Inflation and Monetary Policy

See also: Islamic banking in Iran, Public finance and fiscal policy in Iran, Iranian Rial, and Seigniorage

Double digit inflation rates have been a fact of life in Iran for the past 20 years. Between 2002 and 2006, the rate of inflation in Iran has been fluctuating between 12 and 16%.

Monetary policy in Iran has not been successful in meeting the inflation and monetary targets set in the Iranian Five-Year Development Plans, owing mainly to the monetary impact of government spending out of oil revenue. Although the attainment of the inflation targets has improved somewhat recently, the objective of a gradual disinflation to single-digit levels has not been achieved. Moreover, the implicit intermediate target of monetary policy, money growth, has been systematically missed.

The Central Bank is an extension of the Iranian government and as such it does not operate independently. Interest rate is usually set based on political priorities and not monetary targets. There is little alignment between fiscal and monetary policy.

The Central Bank assesses the inflation rate with the use of the prices of 395 goods and services in Iran's urban areas.
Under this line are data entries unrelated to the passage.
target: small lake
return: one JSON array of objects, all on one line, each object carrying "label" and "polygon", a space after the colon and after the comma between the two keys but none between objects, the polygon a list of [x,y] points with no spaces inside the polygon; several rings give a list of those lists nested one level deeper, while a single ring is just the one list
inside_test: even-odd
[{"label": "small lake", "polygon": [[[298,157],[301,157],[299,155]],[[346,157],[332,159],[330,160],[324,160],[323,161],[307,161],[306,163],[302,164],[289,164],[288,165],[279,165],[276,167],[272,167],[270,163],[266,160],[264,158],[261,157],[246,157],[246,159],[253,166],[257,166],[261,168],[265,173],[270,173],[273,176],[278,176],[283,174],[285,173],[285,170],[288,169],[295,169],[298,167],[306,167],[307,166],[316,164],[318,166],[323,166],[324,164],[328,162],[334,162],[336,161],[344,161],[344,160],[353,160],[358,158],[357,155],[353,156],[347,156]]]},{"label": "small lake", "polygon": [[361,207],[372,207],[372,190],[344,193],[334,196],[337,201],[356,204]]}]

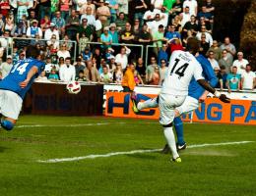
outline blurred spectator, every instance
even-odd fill
[[[235,60],[232,65],[237,68],[237,74],[243,74],[249,62],[246,59],[243,59],[243,53],[241,51],[237,52],[237,60]]]
[[[228,92],[239,90],[241,84],[241,75],[237,74],[237,68],[232,67],[231,73],[227,74],[226,77],[226,87]]]
[[[104,3],[104,0],[99,0],[99,7],[96,9],[96,15],[103,27],[109,24],[111,14],[109,8]]]
[[[227,51],[227,56],[231,60],[233,60],[233,56],[236,53],[236,49],[235,49],[234,45],[230,42],[229,37],[224,38],[224,44],[221,45],[221,49],[222,50],[225,49]]]
[[[213,45],[213,37],[212,35],[206,31],[206,26],[205,25],[202,25],[201,26],[201,31],[199,31],[196,35],[197,39],[201,41],[201,37],[202,37],[202,34],[205,34],[206,36],[206,42],[210,44],[210,47]]]
[[[130,23],[125,24],[125,29],[121,32],[121,42],[122,43],[133,43],[134,41],[134,32],[131,27]]]
[[[70,52],[67,50],[67,45],[66,44],[62,44],[60,46],[60,50],[57,52],[57,56],[58,58],[63,57],[64,59],[67,59],[70,56]]]
[[[81,16],[81,19],[80,19],[81,23],[83,22],[83,19],[87,19],[87,21],[88,21],[87,23],[89,25],[93,25],[93,26],[96,25],[96,17],[93,14],[91,7],[88,6],[86,9],[86,13]]]
[[[214,51],[212,51],[212,50],[209,51],[208,60],[209,60],[209,62],[211,63],[211,66],[212,66],[212,68],[213,68],[214,70],[215,70],[215,69],[220,70],[218,61],[216,61],[216,59],[215,59],[215,53],[214,53]]]
[[[1,64],[1,78],[6,77],[13,68],[13,58],[11,55],[7,56],[6,62]]]
[[[115,24],[110,24],[108,33],[112,36],[112,43],[119,43],[119,35]]]
[[[162,44],[162,47],[160,49],[159,53],[158,53],[158,64],[159,66],[161,65],[161,61],[164,60],[165,63],[168,62],[168,54],[166,52],[167,50],[167,45],[166,44]]]
[[[139,74],[143,79],[146,77],[146,68],[143,62],[143,59],[140,57],[136,64],[136,71],[138,71]]]
[[[92,61],[87,61],[86,69],[84,70],[85,76],[88,81],[99,81],[99,75],[97,70],[93,67]]]
[[[111,83],[113,81],[113,75],[108,72],[108,68],[106,66],[102,68],[102,74],[100,74],[99,78],[100,82],[103,83]]]
[[[125,19],[124,13],[120,12],[119,17],[115,22],[118,31],[125,30],[126,23],[127,23],[127,20]]]
[[[64,33],[65,33],[66,22],[61,17],[60,11],[57,11],[55,13],[55,17],[51,20],[51,22],[53,24],[55,24],[55,27],[59,31],[59,35],[61,35],[61,37],[62,37],[64,35]]]
[[[134,81],[136,85],[144,84],[141,75],[139,74],[138,71],[134,71]]]
[[[71,58],[65,59],[65,64],[59,69],[59,76],[62,81],[73,81],[76,78],[76,69],[71,65]]]
[[[251,66],[246,65],[245,71],[241,75],[241,89],[242,90],[252,90],[256,85],[256,75],[255,73],[251,71]]]
[[[160,60],[160,85],[162,84],[163,79],[164,79],[166,74],[167,74],[166,61],[165,61],[165,59],[161,59]]]
[[[194,16],[197,16],[197,1],[196,0],[185,0],[184,3],[183,3],[183,12],[185,12],[184,10],[186,8],[189,8],[189,14],[190,16],[194,15]]]
[[[87,77],[85,77],[83,70],[79,71],[79,73],[76,76],[76,81],[87,81]]]
[[[76,10],[71,10],[71,15],[67,17],[66,32],[70,39],[76,40],[79,26],[79,18],[76,15]]]
[[[214,52],[214,58],[219,61],[222,58],[222,49],[218,46],[218,41],[214,40],[213,45],[209,48],[207,55],[209,55],[210,51]]]
[[[126,72],[124,73],[122,79],[122,87],[124,92],[132,92],[134,90],[134,87],[136,86],[134,80],[134,71],[135,66],[133,63],[130,63]]]
[[[38,27],[38,22],[36,20],[32,21],[32,25],[27,29],[27,36],[30,38],[34,38],[35,34],[39,35],[39,38],[42,37],[41,28]]]
[[[130,53],[131,50],[128,47],[123,46],[120,50],[120,53],[115,56],[115,62],[120,63],[123,70],[127,67],[128,56]]]
[[[219,61],[219,66],[224,66],[226,73],[229,74],[230,73],[230,68],[232,66],[232,60],[230,59],[230,57],[227,56],[227,50],[223,50],[223,57],[222,59],[220,59]],[[237,72],[237,67],[236,68],[236,72]]]
[[[92,41],[94,36],[93,36],[93,28],[88,25],[88,21],[87,19],[82,20],[82,24],[79,25],[78,27],[78,32],[77,32],[77,41],[79,43],[80,37],[82,37],[82,34],[85,33],[86,37]]]
[[[158,67],[156,57],[151,57],[151,64],[146,68],[146,82],[150,82],[151,75],[153,74],[155,68]]]

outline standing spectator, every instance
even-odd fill
[[[104,4],[103,0],[99,0],[99,7],[96,9],[96,15],[98,16],[102,26],[107,26],[109,24],[111,14],[109,8]]]
[[[255,73],[251,71],[251,66],[247,64],[245,67],[245,72],[242,73],[242,78],[241,78],[242,90],[253,90],[255,85],[256,85]]]
[[[246,59],[243,59],[243,53],[237,52],[237,60],[233,62],[233,66],[237,68],[237,74],[242,74],[244,73],[244,70],[246,66],[249,64],[249,62]]]
[[[128,64],[128,56],[131,53],[131,50],[123,46],[120,50],[120,53],[115,56],[115,62],[120,63],[122,66],[122,69],[125,70]]]
[[[50,0],[39,0],[39,14],[40,20],[44,18],[45,15],[51,16],[51,1]]]
[[[125,19],[124,13],[120,12],[118,19],[115,22],[118,31],[125,30],[126,23],[127,23],[127,20]]]
[[[214,58],[219,61],[222,58],[222,49],[218,45],[218,41],[214,40],[213,45],[209,48],[207,55],[209,55],[210,51],[214,53]]]
[[[130,23],[125,24],[125,29],[121,32],[121,42],[122,43],[133,43],[134,41],[134,32]]]
[[[223,57],[222,59],[220,59],[219,61],[219,66],[224,66],[226,73],[229,74],[230,73],[230,69],[232,66],[232,60],[230,59],[230,57],[227,56],[227,50],[224,49],[223,51]],[[237,67],[236,68],[236,72],[237,72]]]
[[[93,67],[92,61],[87,61],[87,67],[84,70],[84,73],[88,81],[94,81],[94,82],[99,81],[98,72],[95,67]]]
[[[226,87],[228,92],[236,91],[240,89],[241,84],[241,75],[237,74],[237,68],[232,67],[231,73],[227,74],[226,77]]]
[[[65,64],[59,69],[59,76],[62,81],[74,81],[76,78],[76,69],[71,65],[71,58],[65,59]]]
[[[76,10],[71,10],[71,15],[67,18],[66,31],[70,39],[76,40],[79,26],[79,18],[76,15]]]
[[[196,0],[185,0],[184,3],[183,3],[183,12],[186,9],[186,7],[189,8],[190,16],[192,16],[192,15],[197,16],[198,5],[197,5]]]
[[[7,56],[6,62],[1,64],[1,78],[6,77],[13,68],[13,58],[11,55]]]
[[[234,45],[230,42],[229,37],[224,38],[224,44],[221,45],[221,49],[222,50],[225,49],[227,51],[227,56],[231,60],[233,60],[233,56],[236,53],[236,49],[235,49]]]
[[[53,24],[55,24],[55,27],[58,29],[59,34],[61,37],[65,34],[65,20],[61,17],[60,12],[57,11],[55,13],[55,17],[51,21]]]
[[[132,92],[134,90],[134,87],[136,86],[134,80],[134,71],[135,71],[135,66],[133,63],[130,63],[126,72],[124,73],[124,76],[122,80],[122,86],[124,92]]]

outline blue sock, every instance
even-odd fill
[[[178,145],[184,145],[185,141],[183,137],[183,122],[180,117],[176,117],[173,122],[177,134]]]

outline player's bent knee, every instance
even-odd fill
[[[6,130],[12,130],[14,127],[14,123],[10,121],[3,120],[1,121],[1,126]]]
[[[168,124],[165,124],[165,125],[162,125],[164,128],[167,128],[167,127],[171,127],[172,126],[172,122],[168,123]]]

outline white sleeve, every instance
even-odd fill
[[[195,62],[193,76],[195,77],[196,80],[205,79],[205,77],[203,76],[203,69],[200,66],[200,64],[197,62]]]

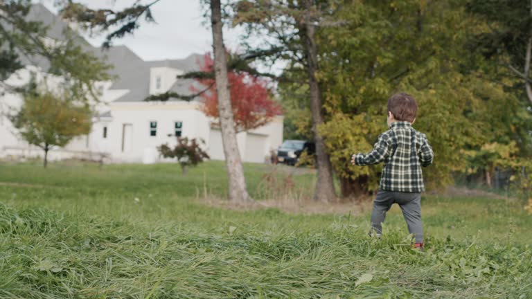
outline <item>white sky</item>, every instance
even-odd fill
[[[42,3],[53,12],[54,0],[34,0]],[[148,3],[150,0],[143,0]],[[130,6],[134,0],[80,0],[91,8],[119,10]],[[191,53],[212,52],[210,28],[205,25],[200,0],[161,0],[152,7],[157,24],[143,21],[134,35],[114,40],[114,45],[125,45],[144,60],[184,58]],[[101,36],[85,38],[99,46],[105,39]],[[237,49],[238,30],[224,27],[224,39],[229,49]]]

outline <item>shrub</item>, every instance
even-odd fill
[[[165,158],[177,158],[183,174],[186,174],[189,166],[196,166],[209,158],[207,153],[202,149],[200,143],[205,144],[202,139],[198,143],[196,138],[189,141],[186,137],[178,137],[177,144],[173,148],[168,144],[163,144],[158,147],[157,150]]]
High levels of inflation have also been associated with a growth in Iran's money supply. The Central Bank's data suggest that the money supply growth has been about 40% annually. The rapid growth of money supply came from high demands for borrowing capital at the rate of 12% the banks offer, imposed by the Government to make credit accessible to average Iranians and small entrepreneurs. However, this rate is lower than the rate of inflation. This makes the cost of borrowing less than free market cost as determined by supply and demand, based on the inflation rate and investment risk.